Victims of Assault Share Their Stories


Chelsea Heath

Cassidy Bartolo, Staff Writer

          Students opened their ears for the “Domestic Violence, Sexual Assault and Human Trafficking Event” at the Learning Resource Center quad on Feb. 21. Mark Malebranche, community health nurse adjunct, put together the event to promote awareness of these social issues with the help of local organizations like Children of the Immaculate Heart, Center of Community Solutions and Southern Indian Health Council. 

          Jenna Christakis, office manager at Immaculate Heart, stated that San Diego is of the FBI’s 13 most trafficked cities in the country, with Mission Valley being the “hot spot” for people to get picked up into trafficking. Gangs made an estimated $800 million in sales each year in San Diego in the sales of the underground sex economy. “We want to give them something they haven’t felt and surround them with people who care about their well being,” Christakis said.

         Christaki said that young individuals need to always keep their guard up, especially with online dating, as traffickers look to groom you into gaining their trust.   

          All the organizations presented tables with information and a safe space for students to seek advice, information and awareness of the things happening in their community and potentially in their life. Malebranche said, “we want to see students gain the knowledge to help others.”

          Malebranche played a “Tea and Consent” video on replay throughout the event for students to learn about consent and the rights individuals have to their bodies with the examples of offering and making someone tea. The video showed students that at any time one may withdraw their consent and if the person is unable to give consent to sex or other related activities then no sexual action should be taken.

          Renuka Zellars with the Immaculate Heart and Talia McGuire- Haywood with the Southern Indian Health Council told their stories about breaking out as a human trafficked labor slave and abusive domestic relationships. Zellars first spoke out about her long history being trafficked from India to the United States only six months ago, where she now openly tells her story to others for inspiration about life after being trafficked.

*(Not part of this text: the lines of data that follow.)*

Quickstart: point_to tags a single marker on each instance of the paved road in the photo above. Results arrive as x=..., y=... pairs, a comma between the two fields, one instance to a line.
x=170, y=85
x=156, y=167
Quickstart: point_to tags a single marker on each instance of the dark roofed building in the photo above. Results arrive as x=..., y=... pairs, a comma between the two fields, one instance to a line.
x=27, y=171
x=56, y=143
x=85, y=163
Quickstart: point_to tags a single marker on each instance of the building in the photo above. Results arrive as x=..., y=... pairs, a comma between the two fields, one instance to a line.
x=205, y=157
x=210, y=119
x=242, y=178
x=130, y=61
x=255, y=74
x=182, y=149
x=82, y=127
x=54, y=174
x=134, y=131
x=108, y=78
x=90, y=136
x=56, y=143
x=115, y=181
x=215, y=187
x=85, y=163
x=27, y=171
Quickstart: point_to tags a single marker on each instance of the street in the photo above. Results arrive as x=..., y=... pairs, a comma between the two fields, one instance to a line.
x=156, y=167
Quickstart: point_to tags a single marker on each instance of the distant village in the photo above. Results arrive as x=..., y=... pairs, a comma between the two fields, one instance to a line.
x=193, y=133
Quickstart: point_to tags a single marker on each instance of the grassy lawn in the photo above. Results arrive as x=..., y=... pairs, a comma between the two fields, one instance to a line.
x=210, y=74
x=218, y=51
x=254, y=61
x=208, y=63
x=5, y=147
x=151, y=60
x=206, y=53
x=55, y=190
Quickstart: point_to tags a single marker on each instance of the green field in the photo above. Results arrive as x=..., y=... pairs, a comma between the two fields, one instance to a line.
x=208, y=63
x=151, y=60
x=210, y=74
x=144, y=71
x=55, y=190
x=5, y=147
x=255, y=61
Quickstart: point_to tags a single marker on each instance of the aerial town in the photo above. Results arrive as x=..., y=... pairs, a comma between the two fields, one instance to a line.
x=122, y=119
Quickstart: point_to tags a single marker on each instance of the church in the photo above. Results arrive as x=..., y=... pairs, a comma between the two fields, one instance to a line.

          The Southern Indian Health Council primarily focuses on services for Native American individuals but they extend to anyone seeking help and more information. McGuire-Haywood mentioned that their main goal is to spread the message of importance of healthy relationships and communication to all. She stated, “I hope to get closer to the younger generation and help them understand consent, respect and the power of control,”.

         Mesa student, Sabrina Davidson, 30, was taking in the event and its offerings as she described the subject as “sensitive but the students need to know this.” Davidson added, “we should practice peaceful relationships and be more mindful.

          Community Solutions offers support, hotlines and counseling to many diverse members of society like the LGBTQ community, domestic violence victims and sexual assault victims while working closely with the justice system to provide these victims the encouragement they deserve. Immaculate Heart advertised their upcoming achievement of opening a home in North County late summer of 2018 to bringing in six girls at a time to provide special counseling and needs for victims, proper education and group work and other amenities to give them the platform the build a new life.  

          McGuire-Haywood said, “being busy at work is scary because it means a lot of women are in need of help, but it’s a good thing because they are here seeking the help they deserve.”